Beobachtungen, die die Autorin am Rand einfließen lässt und die symptomatisch für das erzählende Werk Christa Wolfs sind. Die eigene Krankheit als metaphorische Entsprechung für die kranke Gesellschaft. Doch ist diese Erzählweise nicht neu, denn bereits in "Nachdenken über Christa T.", "Störfall" oder in der Erzählung "Im Stein" hat sie versucht, dieses Thema derart aufzuarbeiten.
In "leibhaftig" nun nutzt Christa Wolf die akute Erkrankung ihrer Protagonistin, ihre eigene Bewusstseinslage am Ende der DDR zu spiegeln. Gedanken an ehemalige Weggefährten dringen an die Oberfläche; so an Urban, einem Freund und sozialistischen Kader, der sich mehr und mehr der Linie der Partei verschrieben hatte und letztendlich, vollkommen verzweifelt, Selbstmord beging. Auch die Bespitzelung durch die Staatssicherheit wird thematisiert.
Unverkennbar hat Christa Wolf hier einen bestimmten Teil ihrer Biographie schreibend zu verarbeiten versucht. Doch diese nahezu mühelose Entschlüsselung des Textes nimmt ihm auch den entscheidenden Teil seiner poetischen Kraft. Zwar ist die Erzählung reich an Anspielungen auf die griechische Mythologie und die Dichtung der Gegenwart, um Literaturwissenschaftler auf Tage hin zu beschäftigen, doch bleibt das Erzählte merkwürdig verhalten in Erinnerung.
Richtig brillant wird der Text nur in den Passagen wild phantastischer Träume, den Fieberphantasien oder den Gedanken im Narkoserausch.

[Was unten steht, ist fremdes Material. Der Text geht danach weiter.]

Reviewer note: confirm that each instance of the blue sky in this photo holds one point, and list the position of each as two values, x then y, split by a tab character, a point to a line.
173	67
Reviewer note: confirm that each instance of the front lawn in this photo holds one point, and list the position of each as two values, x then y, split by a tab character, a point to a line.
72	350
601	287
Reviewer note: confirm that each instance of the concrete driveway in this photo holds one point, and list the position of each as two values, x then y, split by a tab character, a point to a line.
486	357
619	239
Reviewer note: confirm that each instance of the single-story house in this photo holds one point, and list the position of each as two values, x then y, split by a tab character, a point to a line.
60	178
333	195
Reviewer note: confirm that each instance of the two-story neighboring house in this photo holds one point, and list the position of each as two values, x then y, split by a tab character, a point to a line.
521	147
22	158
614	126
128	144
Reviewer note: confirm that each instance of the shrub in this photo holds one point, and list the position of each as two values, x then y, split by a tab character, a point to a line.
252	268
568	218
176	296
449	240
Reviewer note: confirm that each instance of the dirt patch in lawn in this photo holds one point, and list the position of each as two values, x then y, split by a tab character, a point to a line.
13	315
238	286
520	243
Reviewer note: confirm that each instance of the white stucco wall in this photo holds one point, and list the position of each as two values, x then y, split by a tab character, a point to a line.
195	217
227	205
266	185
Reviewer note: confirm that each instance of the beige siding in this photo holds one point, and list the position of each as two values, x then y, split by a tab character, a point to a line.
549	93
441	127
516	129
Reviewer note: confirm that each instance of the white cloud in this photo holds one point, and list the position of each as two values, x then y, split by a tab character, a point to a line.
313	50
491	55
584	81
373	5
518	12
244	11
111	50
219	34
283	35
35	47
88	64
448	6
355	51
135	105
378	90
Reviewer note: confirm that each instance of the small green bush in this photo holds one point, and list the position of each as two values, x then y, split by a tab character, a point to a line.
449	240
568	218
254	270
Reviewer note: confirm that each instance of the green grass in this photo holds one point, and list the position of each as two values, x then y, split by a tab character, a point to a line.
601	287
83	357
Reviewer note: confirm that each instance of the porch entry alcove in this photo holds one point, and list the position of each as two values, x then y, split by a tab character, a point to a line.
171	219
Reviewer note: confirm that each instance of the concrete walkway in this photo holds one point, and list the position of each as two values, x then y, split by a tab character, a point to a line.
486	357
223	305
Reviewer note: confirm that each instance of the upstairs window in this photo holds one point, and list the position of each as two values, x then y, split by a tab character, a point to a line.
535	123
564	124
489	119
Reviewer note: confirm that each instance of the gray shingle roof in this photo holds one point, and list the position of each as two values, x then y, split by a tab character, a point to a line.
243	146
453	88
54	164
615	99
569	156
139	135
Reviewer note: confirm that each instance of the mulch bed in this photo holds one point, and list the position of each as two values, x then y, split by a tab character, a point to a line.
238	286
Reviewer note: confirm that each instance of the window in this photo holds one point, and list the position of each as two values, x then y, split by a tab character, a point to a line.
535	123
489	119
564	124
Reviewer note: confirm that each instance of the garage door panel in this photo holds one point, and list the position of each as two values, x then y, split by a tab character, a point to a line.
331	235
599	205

Nämlich dann, wenn nicht von der Gegenwart die Rede ist. Hier ist Christa Wolf wieder die verzaubernde Erzählerin, die den Leser mitnimmt auf eine Reise in seine/ihre Innenwelten. 
Am Ende der Erzählung wird das heimtückische Virus besiegt, die Patientin gesundet langsam und fasst neuen Lebensmut. "Der Spur der Schmerzen nachgehen, [...], ungewappnet, das wäre der Mühe wert. Das wäre des Lebens wert.".